Ongoing Evaluation and User Responsibility
“There is no silver bullet, and we will continue to evaluate and improve our safety measures to balance Claude’s capabilities with responsible use,” Anthropic said. “Those using the computer-use version of Claude should take the necessary precautions to minimize these risks, including isolating Claude from sensitive data on their computer. “This is a reminder that user responsibility is key to managing the risks of AI. As we deploy this technology, we must be vigilant and proactive in protecting our data.
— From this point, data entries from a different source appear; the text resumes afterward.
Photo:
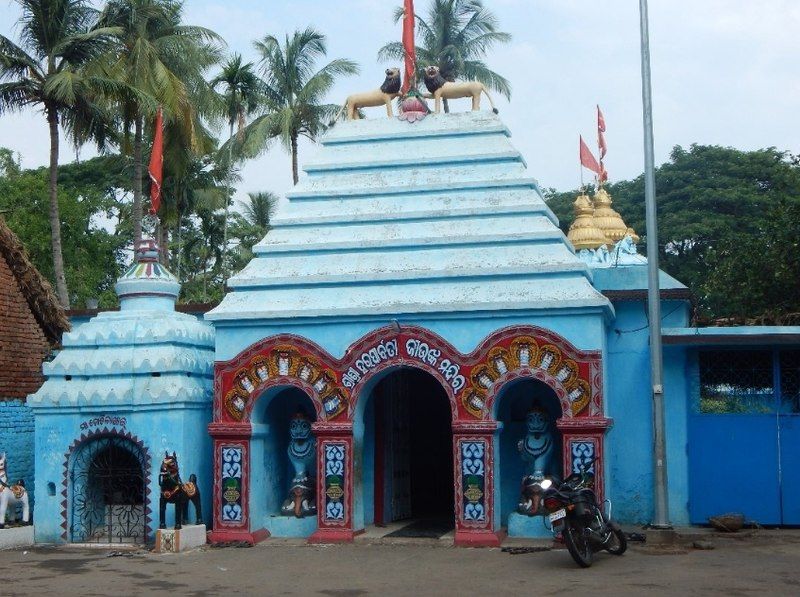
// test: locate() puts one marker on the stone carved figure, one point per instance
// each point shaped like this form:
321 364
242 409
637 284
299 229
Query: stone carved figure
536 449
377 97
11 495
175 491
302 454
440 89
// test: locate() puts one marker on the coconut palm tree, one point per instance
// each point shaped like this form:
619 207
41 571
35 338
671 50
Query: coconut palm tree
58 38
293 93
160 58
242 96
455 36
252 224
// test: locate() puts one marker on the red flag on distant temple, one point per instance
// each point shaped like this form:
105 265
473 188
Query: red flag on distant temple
588 161
408 45
601 139
155 168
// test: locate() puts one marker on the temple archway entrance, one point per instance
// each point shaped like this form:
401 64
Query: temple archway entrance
108 492
408 455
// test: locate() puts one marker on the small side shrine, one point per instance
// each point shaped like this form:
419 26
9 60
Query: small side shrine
418 309
127 388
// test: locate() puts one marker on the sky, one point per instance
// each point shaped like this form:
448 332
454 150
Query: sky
723 72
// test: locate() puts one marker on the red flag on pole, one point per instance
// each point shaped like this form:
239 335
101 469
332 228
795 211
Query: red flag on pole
408 46
588 161
155 169
601 139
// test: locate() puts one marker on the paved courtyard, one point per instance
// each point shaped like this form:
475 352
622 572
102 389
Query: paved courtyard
754 562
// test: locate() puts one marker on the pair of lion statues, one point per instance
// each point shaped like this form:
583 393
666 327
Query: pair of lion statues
436 84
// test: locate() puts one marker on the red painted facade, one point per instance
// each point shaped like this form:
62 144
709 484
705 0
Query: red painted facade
335 386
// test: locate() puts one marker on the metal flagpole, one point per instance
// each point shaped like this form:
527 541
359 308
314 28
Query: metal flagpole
661 513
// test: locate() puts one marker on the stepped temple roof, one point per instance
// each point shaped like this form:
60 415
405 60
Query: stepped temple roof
397 218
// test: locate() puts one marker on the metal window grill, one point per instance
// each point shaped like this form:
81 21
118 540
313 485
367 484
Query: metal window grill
789 363
108 493
736 382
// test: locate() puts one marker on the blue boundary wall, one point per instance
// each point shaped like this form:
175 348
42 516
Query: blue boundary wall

A Cheaper Model Coming Soon
While the 3.5 Sonnet was the star of today’s show, Anthropic also announced an updated version of Haiku, the most affordable and efficient model in the Claude series.
Claude 3.5 Haiku
Launching in the next few weeks, Claude 3.5 Haiku will match the performance of Claude 3 Opus on certain benchmarks. And it will do so at the same price and “similar speed” as Claude 3 Haiku.” With low latency, better instruction following, and more accurate tool use, Claude 3.5 Haiku is good for user-facing products, specialized sub-agents, and generating personalized experiences from large datasets—like purchase history, pricing, or inventory data,” Anthropic said in a blog post.
Text to Multimodal
3.5 Haiku will initially be a text-only model but will later be part of a multimodal model that can process text and images. This is a big deal because it reflects the growing need for AI models that can handle multiple data types.
Claude Models Future
With 3.5 Haiku coming out, you might wonder if there will be a reason to use 3 Opus. And what about 3.5 Opus, the model Anthropic announced back in June? “All the models in the Claude 3 family have their use cases for customers,” an Anthropic spokesperson said. “3.5 Opus is on our roadmap; we’ll let you know as soon as possible.”
Personal Opinion
Having multiple models in the Claude family is a good strategy. It allows Anthropic to serve many different customer needs, from high-performance to cost-effective. As AI evolves, having a range of models means different market segments can find a fit.
The focus on low latency and better instruction following in 3.5 Haiku shows that Anthropic is aware of the importance of user experience. In a world where speed and efficiency matter most, these improvements will make a big difference in how users interact with AI.